Un día Oscar le pidió lo que tanto había añorado durante meses: subirse en una de sus motos. Cuando lo hizo, Matheson y sus mecánicos no podían creer lo que ese renacuajo era capaz de hacer con una moto. Era una centella. Motivado, Thomás llamó a su amigo Lioner Scott, periodista del Tribune especializado en el mundo de las motos y que también quedó absolutamente fascinado por la destreza del pequeño Kesselman. Los contactos de Scott fueron fundamentales para que Oscar encontrara carreras, motos y lo más importante: patrocinios. Sin Scott el primer Mundial de motociclismo hubiese sido totalmente impensable. Y por descontado aquella noche, aquel homenaje, toda esa felicidad y sensación de plenitud, del trabajo bien hecho.

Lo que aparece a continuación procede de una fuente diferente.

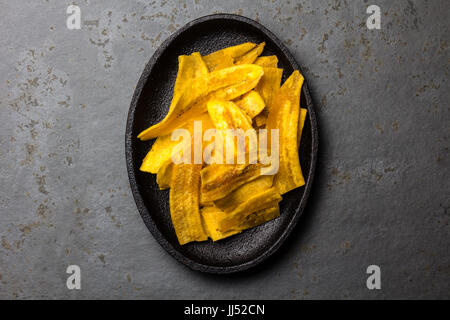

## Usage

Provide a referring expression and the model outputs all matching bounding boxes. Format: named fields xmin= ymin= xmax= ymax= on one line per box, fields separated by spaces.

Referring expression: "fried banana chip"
xmin=297 ymin=108 xmax=308 ymax=148
xmin=267 ymin=70 xmax=305 ymax=194
xmin=169 ymin=164 xmax=208 ymax=245
xmin=219 ymin=187 xmax=282 ymax=232
xmin=200 ymin=205 xmax=280 ymax=241
xmin=207 ymin=99 xmax=252 ymax=130
xmin=200 ymin=206 xmax=241 ymax=241
xmin=140 ymin=112 xmax=214 ymax=173
xmin=214 ymin=175 xmax=273 ymax=212
xmin=255 ymin=67 xmax=283 ymax=111
xmin=156 ymin=159 xmax=174 ymax=190
xmin=138 ymin=64 xmax=264 ymax=140
xmin=200 ymin=164 xmax=262 ymax=204
xmin=236 ymin=90 xmax=266 ymax=119
xmin=234 ymin=42 xmax=266 ymax=65
xmin=203 ymin=42 xmax=256 ymax=72
xmin=254 ymin=56 xmax=278 ymax=68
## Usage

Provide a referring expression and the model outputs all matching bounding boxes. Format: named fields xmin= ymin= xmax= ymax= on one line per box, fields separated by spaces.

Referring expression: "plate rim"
xmin=125 ymin=13 xmax=319 ymax=274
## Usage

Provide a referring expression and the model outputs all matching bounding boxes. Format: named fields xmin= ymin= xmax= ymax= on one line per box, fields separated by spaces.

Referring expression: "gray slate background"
xmin=0 ymin=0 xmax=450 ymax=299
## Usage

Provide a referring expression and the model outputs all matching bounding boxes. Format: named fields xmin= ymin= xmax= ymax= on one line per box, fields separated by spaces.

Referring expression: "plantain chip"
xmin=200 ymin=163 xmax=262 ymax=204
xmin=214 ymin=175 xmax=273 ymax=212
xmin=140 ymin=112 xmax=214 ymax=173
xmin=156 ymin=159 xmax=174 ymax=190
xmin=169 ymin=164 xmax=208 ymax=245
xmin=254 ymin=55 xmax=278 ymax=68
xmin=203 ymin=42 xmax=256 ymax=72
xmin=236 ymin=90 xmax=266 ymax=119
xmin=138 ymin=64 xmax=264 ymax=140
xmin=200 ymin=204 xmax=280 ymax=241
xmin=267 ymin=70 xmax=305 ymax=194
xmin=255 ymin=67 xmax=283 ymax=111
xmin=253 ymin=109 xmax=267 ymax=129
xmin=219 ymin=187 xmax=282 ymax=232
xmin=207 ymin=99 xmax=252 ymax=130
xmin=234 ymin=42 xmax=266 ymax=65
xmin=297 ymin=108 xmax=308 ymax=148
xmin=200 ymin=206 xmax=241 ymax=241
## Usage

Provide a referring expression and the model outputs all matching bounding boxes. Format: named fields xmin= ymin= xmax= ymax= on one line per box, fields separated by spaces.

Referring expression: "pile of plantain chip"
xmin=138 ymin=42 xmax=306 ymax=245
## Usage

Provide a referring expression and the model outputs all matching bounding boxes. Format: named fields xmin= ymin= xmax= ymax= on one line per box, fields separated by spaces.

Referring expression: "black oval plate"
xmin=125 ymin=14 xmax=318 ymax=273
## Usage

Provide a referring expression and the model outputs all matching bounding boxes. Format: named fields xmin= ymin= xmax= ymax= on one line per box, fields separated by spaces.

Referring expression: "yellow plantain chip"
xmin=156 ymin=159 xmax=174 ymax=190
xmin=255 ymin=67 xmax=283 ymax=111
xmin=207 ymin=99 xmax=252 ymax=130
xmin=240 ymin=202 xmax=280 ymax=230
xmin=140 ymin=112 xmax=214 ymax=173
xmin=253 ymin=109 xmax=267 ymax=128
xmin=200 ymin=164 xmax=262 ymax=204
xmin=297 ymin=108 xmax=308 ymax=148
xmin=200 ymin=207 xmax=241 ymax=241
xmin=169 ymin=164 xmax=208 ymax=245
xmin=203 ymin=50 xmax=234 ymax=72
xmin=236 ymin=90 xmax=266 ymax=119
xmin=254 ymin=56 xmax=278 ymax=68
xmin=203 ymin=42 xmax=256 ymax=72
xmin=200 ymin=204 xmax=280 ymax=241
xmin=267 ymin=70 xmax=305 ymax=194
xmin=138 ymin=64 xmax=264 ymax=140
xmin=234 ymin=42 xmax=266 ymax=65
xmin=139 ymin=134 xmax=178 ymax=173
xmin=219 ymin=187 xmax=282 ymax=232
xmin=214 ymin=175 xmax=273 ymax=212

Tras la despedida, dando la mano a todos y cada uno de los que lo agasajaron, Oscar se volvió a sentar, esta vez junto a Stella y ya bastante achispado, en el cómodo sofá de pana. Lo despertó el sonido del viejo reloj, que volvía a marcar las ocho de la tarde. Por unos segundos, Oscar no supo dónde estaba, ni en que lugar, casi ni en que año, confuso, perdido. Cuando vio a Stella se relajó y soltó una carcajada.
— ¿De qué te ríes, querido?
— De nada.
Ella vestía de forma mucho más sobria que en el sueño. Ya no llevaba una blusa abierta, ni mostraba canalillo. Los dos se dirigieron a la entrada del salón, donde los esperaba Dexter, que besó a Stella y abrazó a Oscar. Esta vez no había ningún Tony. Los tres entraron en salón, en el que destacaba una foto en blanco y negro de Kesselman en bata blanca y posando en su primer laboratorio. La estancia empezó a retumbar por los aplausos de los reunidos ante el reputado bioquímico, experto a nivel mundial en enzimología. Oscar Kesselman observó a Pam, William, Nora y Elena y a sus colegas y alumnos. Se acercó al micrófono, sacó su chuleta del bolsillo y comenzó su discurso. “Familia, compañeros, amigos…”
Cuando acabó, disfrutó de la cena pensando que vivir aquel sueño tan increíblemente real hubiera estado muy bien. Pero su vida en el laboratorio tampoco había estado nada mal. Para nada, había sido apasionante. Eso sí, habría dado una mano por ver a su madre en esa cena, en esa mesa, a su lado.